The questions were and are: Who has the right to speak for and to the American fighting man and woman? Who has the right stuff — neither war hawk nor pacifist — to be trusted to wisely deploy our military might?

Whether or not the presidential candidate himself served in the military didn't used to be relevant to these questions. In one way or another, almost everyone served. That was the way of the world. But among Baby Boomers, and those who are following them, a record of military service is more the exception than the rule — and so the story of whether you "went," and what you did when you were there, is of greater weight.

Kerry made his own war story the central metaphor of the Democratic convention and of his campaign. Remember his salute at the start of his acceptance speech? Remember the parade of Swift Boat vets who support him? Remember the Spielbergian movie showing the bullets dancing across the waters of the Mekong Delta? The party platform said little new or startling, and Kerry spent next to no time in his speech talking about his 19-year career in the Senate. It was all about him, and the implicit argument that even though he is not now commander-in-chief, he is more qualified for the job than the not-always-present-and-accounted-for Texas Air National Guardsman who has had the conn in the White House for nearly four years.

Which was all the excuse the attack dogs — and, by the weekend, former Sen. Bob Dole — needed. McCain condemned the first ad aired by "Swift Boat Veterans for Truth," calling it dishonest and dishonorable and calling on President Bush to condemn it, which Bush did on Monday — sort of. But McCain doesn't want to get crosswise with the president for several reasons. McCain is up for re-election in Arizona and needs every Republican vote he can get. McCain generally backs the president's approach to the war on terrorism in general and the war in Iraq in particular. McCain still may want to run for the GOP nomination again, and he needs to be seen doing his duty by the party and its incumbent president.


But while McCain is away, he is becoming a bigger player in the controversy. First, Democrats are citing his experiences in the 2000 GOP nomination race as evidence that Bush has a habit of attacking the military bona fides of his foes — in McCain's case, whether the senator had somehow abandoned the needs of veterans here at home.

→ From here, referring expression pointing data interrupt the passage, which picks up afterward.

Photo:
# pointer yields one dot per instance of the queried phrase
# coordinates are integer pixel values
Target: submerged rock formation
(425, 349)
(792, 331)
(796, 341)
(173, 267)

McCain was outraged by the accusation, raised in the South Carolina primary, and demanded that Bush denounce the effort by what were described as an "independent" veterans group there. Bush never did so. What Bush did to McCain, Bush has been doing to Kerry, the Democrats alleged.

Having spoken up once before, will McCain agree with the Democrats on that point?

And now the Swift Boat boys are back, this time with an ad focusing on Kerry's record as an antiwar activist after his return, especially his (still) controversial accusation before the Senate Foreign Relations Committee in 1971 that Americans in Vietnam had committed atrocities and war crimes there. Many vets loathe Kerry for those statements. 

Having spoken up once before, will McCain condemn this second ad? I'm told that McCain will  stick to his basic formulation — that he doesn't want to "reopen the wounds of Vietnam." But they are already open and won't heal until the Boomers fade from the scene.